The question of whether the Affordable Care Act (ACA) covers dental care does not have a simple answer. The ACA established Health Insurance Marketplaces and consumer protections, but dental benefits depend heavily on the individual’s age and the specific plan chosen. The law treats dental coverage differently for children and adults, creating a complex system of requirements and options for consumers. Understanding these distinctions is necessary to determine what dental benefits are available through Marketplace plans.
Pediatric Essential Health Benefit
The ACA mandates that pediatric dental care is one of the ten Essential Health Benefits (EHBs) that qualified health plans must cover in the individual and small group markets. Federal law lists “Pediatric services, including oral and vision care” as a required category of coverage. This means that for individuals up to age 19, dental coverage must be either included in the health plan or available to purchase separately. Insurers offering plans through the Marketplace must ensure that pediatric dental benefits are available to families with children.
Because children’s dental benefits are classified as an EHB, they meet specific consumer protections. Plans cannot impose annual or lifetime dollar limits on the amount they will pay for covered services, and costs must count toward the annual limit on out-of-pocket expenses. The coverage extends until the end of the month the enrollee turns 19, though some states may set a higher age limit. While the coverage must be offered, purchasing it is not mandatory for the consumer.
This pediatric coverage is delivered in one of two ways: either “embedded” within a major medical plan or offered as a separate “stand-alone dental plan” (SADP). If the coverage is embedded, the medical plan’s deductible and out-of-pocket maximum apply to the dental services. When purchased as an SADP, it operates with its own separate premium, deductible, and out-of-pocket maximum, which is capped for pediatric services. The scope of services covered is determined by the state’s EHB benchmark plan, which sets the standard for the specific treatments and limitations.
Adult Coverage Under the ACA
The coverage situation changes significantly for adults, as dental care for individuals aged 19 and older is not considered an Essential Health Benefit under the ACA. This means Marketplace medical plans are not required to include routine dental coverage for adults. The absence of this mandate results in a coverage gap, requiring adults to purchase a separate plan if they desire dental benefits.

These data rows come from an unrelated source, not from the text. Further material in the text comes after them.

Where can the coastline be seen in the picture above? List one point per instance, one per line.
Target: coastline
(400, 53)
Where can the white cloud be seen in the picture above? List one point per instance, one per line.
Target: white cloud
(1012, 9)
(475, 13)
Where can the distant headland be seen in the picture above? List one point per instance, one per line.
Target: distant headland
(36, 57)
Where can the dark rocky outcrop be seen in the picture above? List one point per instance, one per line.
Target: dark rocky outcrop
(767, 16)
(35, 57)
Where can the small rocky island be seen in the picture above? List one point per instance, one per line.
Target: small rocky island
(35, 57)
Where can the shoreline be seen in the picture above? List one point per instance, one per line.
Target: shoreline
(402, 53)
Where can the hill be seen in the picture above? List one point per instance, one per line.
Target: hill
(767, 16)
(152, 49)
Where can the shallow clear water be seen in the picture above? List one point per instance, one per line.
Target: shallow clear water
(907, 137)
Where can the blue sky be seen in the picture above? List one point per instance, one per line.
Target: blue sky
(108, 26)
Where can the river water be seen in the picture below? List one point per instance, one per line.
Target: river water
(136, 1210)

While some medical plans voluntarily choose to embed adult dental benefits, most Marketplace health plans do not include embedded adult dental coverage. Since adult dental coverage is not an EHB, the consumer protections that apply to pediatric coverage do not automatically extend to adult plans. This allows adult dental plans to include annual dollar limits on benefits and may involve waiting periods for certain procedures.

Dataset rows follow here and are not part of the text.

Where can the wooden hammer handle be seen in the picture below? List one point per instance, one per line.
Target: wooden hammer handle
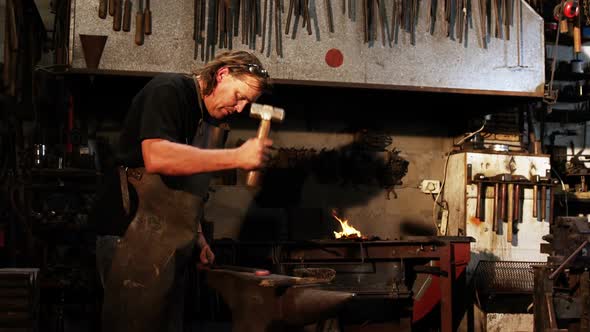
(253, 178)
(139, 29)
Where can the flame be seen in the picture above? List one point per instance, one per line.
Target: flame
(347, 230)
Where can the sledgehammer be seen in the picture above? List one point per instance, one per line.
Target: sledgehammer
(266, 114)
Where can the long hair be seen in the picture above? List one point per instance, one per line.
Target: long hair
(239, 64)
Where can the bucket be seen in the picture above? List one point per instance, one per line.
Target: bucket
(92, 46)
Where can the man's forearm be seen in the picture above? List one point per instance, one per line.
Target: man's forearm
(169, 158)
(201, 241)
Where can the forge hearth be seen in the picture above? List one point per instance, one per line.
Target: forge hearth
(375, 271)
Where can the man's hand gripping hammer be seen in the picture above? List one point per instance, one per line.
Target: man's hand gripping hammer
(266, 114)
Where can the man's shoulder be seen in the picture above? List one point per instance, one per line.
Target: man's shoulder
(171, 80)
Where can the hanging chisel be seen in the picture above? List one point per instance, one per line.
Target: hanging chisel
(196, 27)
(510, 211)
(495, 214)
(535, 199)
(433, 12)
(139, 23)
(543, 202)
(278, 28)
(127, 15)
(147, 18)
(118, 15)
(516, 202)
(102, 8)
(483, 22)
(264, 16)
(289, 15)
(330, 17)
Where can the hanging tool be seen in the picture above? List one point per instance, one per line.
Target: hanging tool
(382, 20)
(264, 17)
(543, 201)
(510, 211)
(478, 200)
(495, 214)
(127, 16)
(139, 23)
(118, 15)
(330, 17)
(483, 22)
(516, 213)
(196, 27)
(147, 18)
(278, 31)
(535, 190)
(433, 12)
(289, 15)
(102, 8)
(203, 12)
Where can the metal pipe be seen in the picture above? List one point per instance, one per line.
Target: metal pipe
(568, 260)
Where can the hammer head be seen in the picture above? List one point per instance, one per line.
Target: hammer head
(267, 112)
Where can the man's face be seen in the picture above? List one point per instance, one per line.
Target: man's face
(231, 94)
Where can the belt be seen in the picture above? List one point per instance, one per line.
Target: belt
(124, 174)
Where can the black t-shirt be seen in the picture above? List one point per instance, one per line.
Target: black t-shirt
(168, 108)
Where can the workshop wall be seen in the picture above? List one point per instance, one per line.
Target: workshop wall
(510, 64)
(297, 202)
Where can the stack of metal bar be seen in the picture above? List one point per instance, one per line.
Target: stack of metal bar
(19, 300)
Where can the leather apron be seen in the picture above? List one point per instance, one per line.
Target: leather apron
(144, 288)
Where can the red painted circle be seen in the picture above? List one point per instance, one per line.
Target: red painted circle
(261, 273)
(334, 58)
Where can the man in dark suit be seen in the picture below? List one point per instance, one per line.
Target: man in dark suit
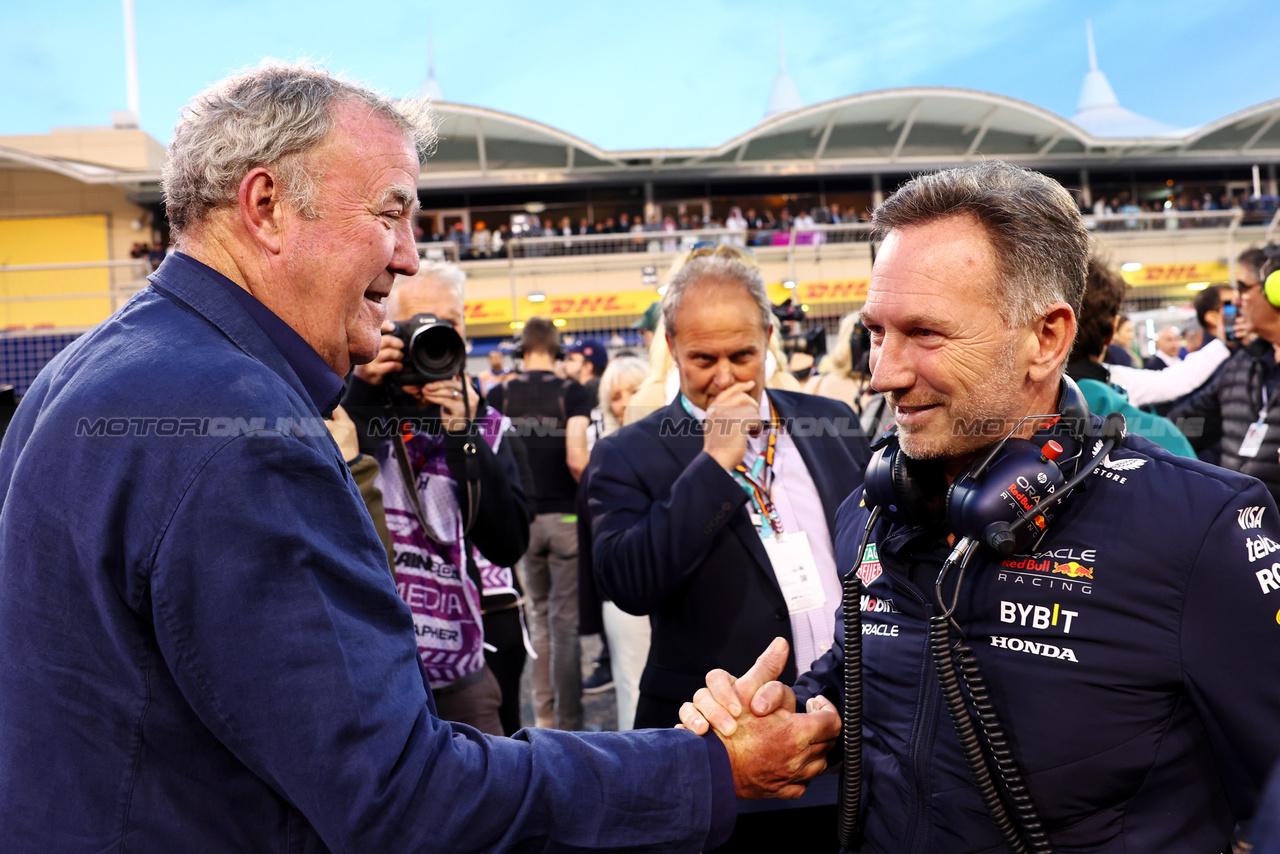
(714, 514)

The availability of publicly funded adult dental coverage is primarily managed through state Medicaid programs, which is separate from the ACA’s Marketplace structure. States are not federally required to provide comprehensive dental benefits for adult Medicaid beneficiaries, leading to wide variation in coverage across the country. Some states offer extensive benefits, while others limit coverage to emergency services or offer no dental benefits at all. Recent federal changes allow states to update their EHB benchmark plans to include routine adult dental services, but this implementation remains optional.
Purchasing Dental Plans Through the Marketplace
When shopping for coverage on the Health Insurance Marketplace, consumers encounter two primary options for dental benefits: integrated plans and stand-alone dental plans (SADPs). Integrated plans bundle medical and dental coverage, typically for children to meet the EHB requirement, under a single monthly premium. The cost-sharing and deductibles for the dental portion are subject to the medical plan’s structure.
Stand-alone dental plans are purchased separately and require a distinct premium payment. These plans are the most common way for adults to obtain coverage through the Marketplace, and they also serve as an option for meeting the pediatric EHB requirement. SADPs are generally offered in two tiers: a high-option plan with a higher premium but lower cost-sharing, and a low-option plan with a lower premium but higher deductibles and copayments.
A crucial point regarding affordability is the application of premium tax credits, or subsidies, to dental plans. Subsidies are typically only applied to the medical portion of coverage, or to the pediatric dental portion if it is part of an integrated plan. If a consumer purchases an SADP, the federal subsidy generally does not cover the cost of the dental premium, meaning the enrollee pays the full cost. Consumers should compare the plan’s details carefully, noting whether the coverage is comprehensive or if it is primarily focused on preventive services such as cleanings and exams.